Research output: Contribution in Book/Report/Proceedings - With ISBN/ISSNChapter (peer-reviewed)

Published
Translated title of the contributionTransculturation and socioreligious change in Islamic and early Norman Sicily
Publication date10/2013
Host publicationThe History of Sicily - An Island between Worlds
EditorsWolfgang Gruber, Stephan Koehler
Place of PublicationVienna
PublisherMandalbaum
Pages68-98
Number of pages31
ISBN (print)9783854764229
<mark>Original language</mark>German

Abstract

No one doubts that after two centuries or so of Muslim rule in Sicily, conquest, migration and settlement were fundamentally important in forming the largely Arabic-speaking and Muslim population whom the Normans found when they arrived in 1061. But in spite of only fragmentary primary sources, many have long suspected that migration patterns are not enough to account for this change on their own. In response, this article presents a framework of historical process arguing that Sicilian Muslim communities also absorbed Greek-rite Christians into extended kin-groups who acculturated into an increasingly insular and melting-pot society shaped by a ‘patriarchal state’. From the 1030s, when that Muslim state began to collapse, political re-alignment foreshadowed a broadly parallel socioreligious reconfiguration. Sicilian Muslim and Christian factions allied with knights from the Italian mainland, but, during the better documented 1100s, the Muslim communities underwent rapid dissolution in an increasingly Christianised state and society.
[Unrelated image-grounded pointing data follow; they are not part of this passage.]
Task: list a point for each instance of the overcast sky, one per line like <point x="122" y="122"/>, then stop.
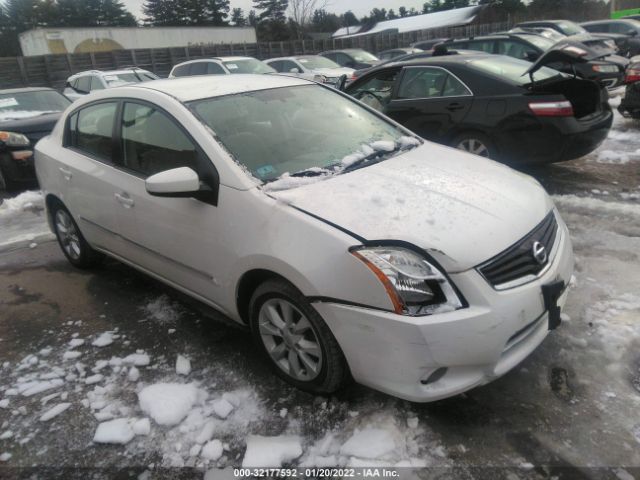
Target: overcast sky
<point x="359" y="7"/>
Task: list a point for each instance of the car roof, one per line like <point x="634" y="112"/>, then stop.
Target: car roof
<point x="25" y="90"/>
<point x="187" y="89"/>
<point x="107" y="72"/>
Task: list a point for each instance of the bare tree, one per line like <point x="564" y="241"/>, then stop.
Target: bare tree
<point x="302" y="12"/>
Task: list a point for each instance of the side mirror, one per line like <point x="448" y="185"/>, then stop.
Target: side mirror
<point x="177" y="182"/>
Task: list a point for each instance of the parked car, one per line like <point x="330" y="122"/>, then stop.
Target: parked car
<point x="26" y="115"/>
<point x="348" y="246"/>
<point x="492" y="105"/>
<point x="602" y="67"/>
<point x="310" y="67"/>
<point x="355" y="58"/>
<point x="83" y="83"/>
<point x="428" y="44"/>
<point x="630" y="104"/>
<point x="626" y="27"/>
<point x="220" y="66"/>
<point x="579" y="33"/>
<point x="397" y="52"/>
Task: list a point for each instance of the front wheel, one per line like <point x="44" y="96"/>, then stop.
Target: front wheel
<point x="475" y="143"/>
<point x="295" y="339"/>
<point x="73" y="244"/>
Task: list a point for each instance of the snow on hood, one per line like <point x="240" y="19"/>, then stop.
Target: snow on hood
<point x="460" y="207"/>
<point x="22" y="114"/>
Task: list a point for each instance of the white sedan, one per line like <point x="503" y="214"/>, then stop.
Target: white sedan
<point x="349" y="247"/>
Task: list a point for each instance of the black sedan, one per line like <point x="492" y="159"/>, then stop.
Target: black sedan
<point x="26" y="115"/>
<point x="628" y="28"/>
<point x="355" y="58"/>
<point x="600" y="66"/>
<point x="492" y="105"/>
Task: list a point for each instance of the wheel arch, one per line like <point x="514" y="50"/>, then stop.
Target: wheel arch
<point x="248" y="284"/>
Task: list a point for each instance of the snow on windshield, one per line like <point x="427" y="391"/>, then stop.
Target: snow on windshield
<point x="317" y="174"/>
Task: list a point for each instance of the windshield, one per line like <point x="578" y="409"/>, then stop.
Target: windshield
<point x="30" y="104"/>
<point x="512" y="69"/>
<point x="305" y="130"/>
<point x="313" y="63"/>
<point x="570" y="28"/>
<point x="543" y="43"/>
<point x="362" y="56"/>
<point x="248" y="65"/>
<point x="117" y="79"/>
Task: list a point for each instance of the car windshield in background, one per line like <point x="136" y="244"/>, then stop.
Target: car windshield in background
<point x="113" y="80"/>
<point x="31" y="104"/>
<point x="248" y="65"/>
<point x="539" y="41"/>
<point x="362" y="56"/>
<point x="317" y="62"/>
<point x="512" y="69"/>
<point x="303" y="130"/>
<point x="571" y="28"/>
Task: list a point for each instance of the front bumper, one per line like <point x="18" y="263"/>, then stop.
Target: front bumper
<point x="396" y="354"/>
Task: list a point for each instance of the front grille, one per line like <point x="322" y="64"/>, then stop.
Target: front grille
<point x="518" y="261"/>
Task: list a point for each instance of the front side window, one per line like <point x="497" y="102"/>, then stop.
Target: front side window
<point x="153" y="143"/>
<point x="376" y="91"/>
<point x="302" y="130"/>
<point x="91" y="130"/>
<point x="422" y="83"/>
<point x="198" y="68"/>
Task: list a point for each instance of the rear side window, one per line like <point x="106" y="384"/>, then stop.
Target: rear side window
<point x="214" y="69"/>
<point x="84" y="84"/>
<point x="153" y="143"/>
<point x="96" y="83"/>
<point x="91" y="130"/>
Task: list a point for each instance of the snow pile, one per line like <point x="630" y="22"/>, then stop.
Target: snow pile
<point x="168" y="403"/>
<point x="271" y="451"/>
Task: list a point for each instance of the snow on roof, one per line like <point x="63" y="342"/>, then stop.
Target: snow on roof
<point x="449" y="18"/>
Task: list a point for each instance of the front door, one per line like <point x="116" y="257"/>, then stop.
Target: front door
<point x="429" y="101"/>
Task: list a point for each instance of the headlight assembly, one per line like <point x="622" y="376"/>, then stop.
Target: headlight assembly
<point x="12" y="139"/>
<point x="414" y="285"/>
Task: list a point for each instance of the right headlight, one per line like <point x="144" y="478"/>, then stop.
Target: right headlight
<point x="414" y="285"/>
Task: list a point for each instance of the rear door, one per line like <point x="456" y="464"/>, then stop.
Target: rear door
<point x="430" y="101"/>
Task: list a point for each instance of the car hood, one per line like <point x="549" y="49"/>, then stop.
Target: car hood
<point x="461" y="208"/>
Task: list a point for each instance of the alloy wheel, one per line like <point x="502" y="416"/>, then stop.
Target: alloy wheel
<point x="68" y="234"/>
<point x="475" y="146"/>
<point x="290" y="339"/>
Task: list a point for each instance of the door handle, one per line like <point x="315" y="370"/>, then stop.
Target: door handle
<point x="124" y="200"/>
<point x="455" y="106"/>
<point x="66" y="173"/>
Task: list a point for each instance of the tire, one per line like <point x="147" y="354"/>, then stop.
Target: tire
<point x="295" y="346"/>
<point x="73" y="244"/>
<point x="475" y="143"/>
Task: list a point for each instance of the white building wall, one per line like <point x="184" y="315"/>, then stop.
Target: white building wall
<point x="77" y="40"/>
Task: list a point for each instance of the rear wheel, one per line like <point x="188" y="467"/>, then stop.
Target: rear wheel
<point x="475" y="143"/>
<point x="73" y="244"/>
<point x="295" y="339"/>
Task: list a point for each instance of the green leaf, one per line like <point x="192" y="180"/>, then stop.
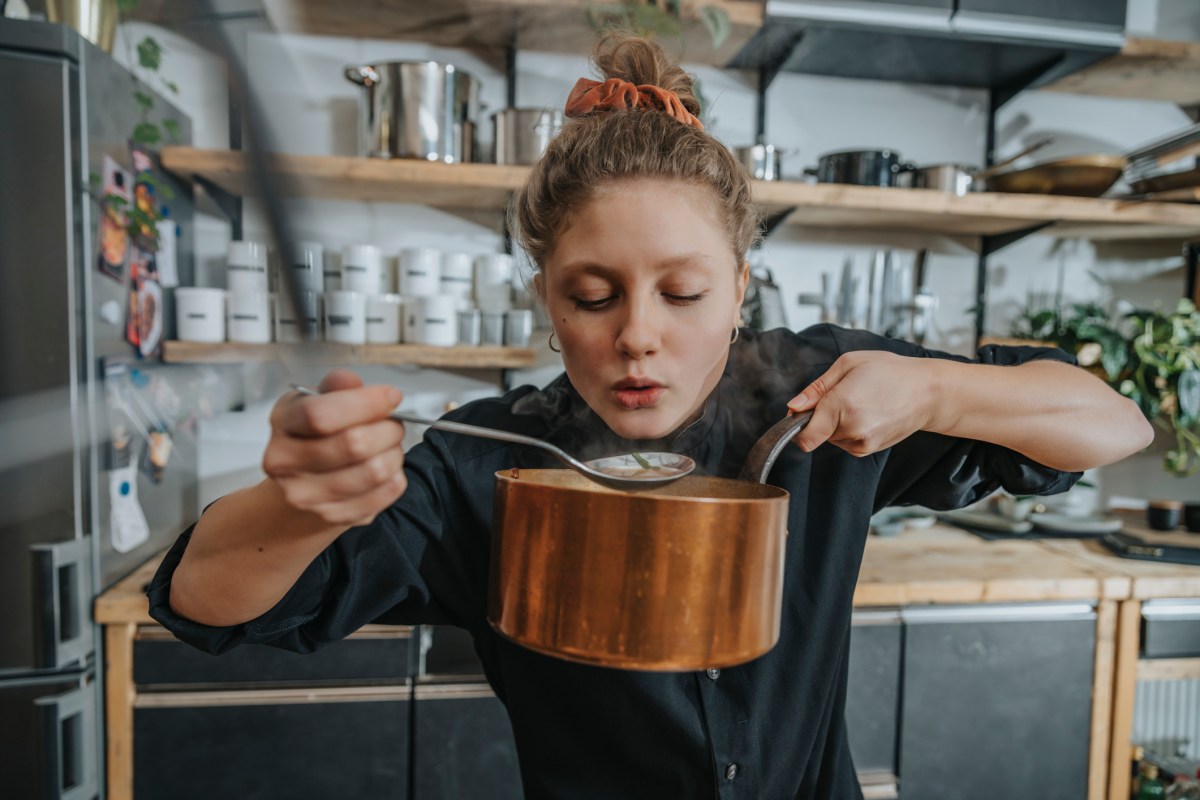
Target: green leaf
<point x="718" y="23"/>
<point x="147" y="133"/>
<point x="150" y="53"/>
The paper concludes that those positioned along the old Muslim–Christian peripheries¬ – liminal groups and individuals around which politics and religion had always closely related ¬– could operate both within and across religious and linguistic communities. As such, they assumed far greater importance in times of political uncertainty and transition, most visibly during and after the Norman Conquest, spearheading wider change as they did so.